In my work with people living with pain the compassion focused model has seemed to fit very well with the experiences that people have talked about. Often they have found themselves pulled into habitual ways of responding to their pain and other difficulties that have been unhelpful, and that they have blamed themselves for. Compassion focused therapy describes three main emotional systems that we have, focused on dealing with threat, activating motivation and drive and soothing and healing ourselves.  Based on a CFT focused understanding, trying to fight against an unpleasant experience like pain is likely to activate our emotional threat system which will also activate our drive system to look for a solution. In the absence of a solution the two systems will continue to fuel each other leading to the release of a range of inflammatory hormones which can cause further pain and health problems over time. The harder somebody tries to fight pain, the more this loop can be reinforced. At the same time the activity of the soothing system, which has access to powerful natural painkillers, is suppressed by this activity, leading to feelings of disconnection and the absence of a person's natural ability to soothe and heal themselves and connect socially with others.

 

I found in my work that many people found it helpful to think about their responses to pain in this way, and that it provided a powerful, non-blaming way of helping them to examine and gradually change some of their habitual responses to pain.
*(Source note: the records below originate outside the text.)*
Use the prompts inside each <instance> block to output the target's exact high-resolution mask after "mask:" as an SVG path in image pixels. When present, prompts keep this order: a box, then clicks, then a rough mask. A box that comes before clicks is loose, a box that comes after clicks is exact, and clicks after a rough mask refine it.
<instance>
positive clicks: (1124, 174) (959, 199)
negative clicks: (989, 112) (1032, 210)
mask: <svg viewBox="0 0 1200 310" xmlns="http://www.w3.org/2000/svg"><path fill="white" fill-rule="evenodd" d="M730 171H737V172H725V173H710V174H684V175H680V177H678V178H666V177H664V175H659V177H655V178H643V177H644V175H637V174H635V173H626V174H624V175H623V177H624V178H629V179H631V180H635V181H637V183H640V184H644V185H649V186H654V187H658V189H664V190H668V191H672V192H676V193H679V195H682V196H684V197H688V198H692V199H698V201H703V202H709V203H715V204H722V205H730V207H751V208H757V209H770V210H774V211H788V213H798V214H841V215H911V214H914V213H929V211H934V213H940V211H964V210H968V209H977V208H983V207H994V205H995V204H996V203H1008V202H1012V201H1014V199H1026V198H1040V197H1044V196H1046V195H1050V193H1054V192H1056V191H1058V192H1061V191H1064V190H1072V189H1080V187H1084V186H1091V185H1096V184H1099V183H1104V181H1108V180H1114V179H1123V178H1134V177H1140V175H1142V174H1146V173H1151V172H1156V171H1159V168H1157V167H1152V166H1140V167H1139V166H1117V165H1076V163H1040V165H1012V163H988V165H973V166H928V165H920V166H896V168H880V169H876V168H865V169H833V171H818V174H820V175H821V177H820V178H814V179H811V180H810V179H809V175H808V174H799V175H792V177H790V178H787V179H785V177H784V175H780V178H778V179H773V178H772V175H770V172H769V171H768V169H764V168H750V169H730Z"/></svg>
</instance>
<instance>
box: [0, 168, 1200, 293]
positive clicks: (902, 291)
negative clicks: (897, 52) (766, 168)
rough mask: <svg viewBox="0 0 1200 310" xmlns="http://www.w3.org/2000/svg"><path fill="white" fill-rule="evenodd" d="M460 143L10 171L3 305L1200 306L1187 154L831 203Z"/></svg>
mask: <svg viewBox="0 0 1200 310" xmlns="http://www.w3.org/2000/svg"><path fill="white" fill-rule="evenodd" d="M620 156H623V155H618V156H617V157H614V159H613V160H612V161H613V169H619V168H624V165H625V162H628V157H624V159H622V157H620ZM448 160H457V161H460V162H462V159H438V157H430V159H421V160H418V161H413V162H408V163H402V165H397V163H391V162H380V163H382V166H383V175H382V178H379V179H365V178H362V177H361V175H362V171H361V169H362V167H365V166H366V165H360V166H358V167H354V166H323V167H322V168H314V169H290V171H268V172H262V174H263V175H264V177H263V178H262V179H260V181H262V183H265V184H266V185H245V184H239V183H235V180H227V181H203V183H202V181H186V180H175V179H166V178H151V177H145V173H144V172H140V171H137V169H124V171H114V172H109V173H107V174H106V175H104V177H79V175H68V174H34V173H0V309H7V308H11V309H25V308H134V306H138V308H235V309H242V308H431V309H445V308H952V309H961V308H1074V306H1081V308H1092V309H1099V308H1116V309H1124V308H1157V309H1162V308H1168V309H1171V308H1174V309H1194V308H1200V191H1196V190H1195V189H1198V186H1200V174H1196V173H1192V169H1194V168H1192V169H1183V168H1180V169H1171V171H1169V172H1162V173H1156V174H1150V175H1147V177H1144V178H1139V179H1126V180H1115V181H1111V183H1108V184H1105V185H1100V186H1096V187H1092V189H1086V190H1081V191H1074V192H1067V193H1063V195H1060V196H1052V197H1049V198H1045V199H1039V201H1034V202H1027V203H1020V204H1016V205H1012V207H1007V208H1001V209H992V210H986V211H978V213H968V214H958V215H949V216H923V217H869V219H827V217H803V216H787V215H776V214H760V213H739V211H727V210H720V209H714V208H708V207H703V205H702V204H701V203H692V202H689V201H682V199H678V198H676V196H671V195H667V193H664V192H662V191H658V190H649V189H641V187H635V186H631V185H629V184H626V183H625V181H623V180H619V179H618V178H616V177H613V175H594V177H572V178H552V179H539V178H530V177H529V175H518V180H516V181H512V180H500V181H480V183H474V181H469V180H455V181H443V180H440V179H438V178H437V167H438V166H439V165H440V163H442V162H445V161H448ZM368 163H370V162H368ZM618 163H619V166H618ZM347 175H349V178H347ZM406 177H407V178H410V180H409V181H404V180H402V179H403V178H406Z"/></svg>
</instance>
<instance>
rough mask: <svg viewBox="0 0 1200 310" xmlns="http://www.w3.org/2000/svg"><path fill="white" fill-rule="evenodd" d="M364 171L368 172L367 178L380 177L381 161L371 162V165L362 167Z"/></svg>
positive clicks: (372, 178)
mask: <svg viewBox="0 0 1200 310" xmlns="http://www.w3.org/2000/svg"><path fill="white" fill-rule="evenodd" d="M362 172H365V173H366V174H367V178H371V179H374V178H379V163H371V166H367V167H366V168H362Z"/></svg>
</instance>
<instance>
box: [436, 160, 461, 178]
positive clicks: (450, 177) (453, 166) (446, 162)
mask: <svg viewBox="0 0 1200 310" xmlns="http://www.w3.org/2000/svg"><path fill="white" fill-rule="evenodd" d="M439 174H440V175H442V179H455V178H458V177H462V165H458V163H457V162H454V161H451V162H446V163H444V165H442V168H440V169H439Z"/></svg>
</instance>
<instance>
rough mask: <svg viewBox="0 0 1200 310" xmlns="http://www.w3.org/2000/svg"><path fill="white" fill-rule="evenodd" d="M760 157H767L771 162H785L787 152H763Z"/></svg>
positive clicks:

As part of an MSc that I undertook in Mindfulness Studies I developed a group based intervention based on this understanding of pain, which was well received and showed early promising results. A link to the research can be found here http://journals.sagepub.com/doi/full/10.1177/2049463718772148 or here. https://www.newellbeing.co.uk/research

 

I was privileged in these groups to hear people, one by one talk about their own habits of coping, many of which they had thought were stupid, a sign of weakness or not good enough, only to find that others also acknowledged these same habits and thoughts. Compassion focused therapy explains patterns like this in terms of 'our tricky human brains'. For some, once they felt that their experience was part of a shared human experience rather than a personal weakness, they were able to dare to look in detail at the way that they were responding to their pain and to make personally demanding changes that changed their lives for the better.

 

This intervention did not help everybody, and as an inexperienced researcher I certainly made a lot of mistakes. Despite this I felt that the intervention showed real promise and I hope that others will pick up the challenge of looking in more detail at the potential of compassion focused therapy for working with people with long-term pain.

 

Gilbert P. Introducing compassion-focused therapy. Advances in psychiatric treatment. 2009 May 1;15(3):199-208.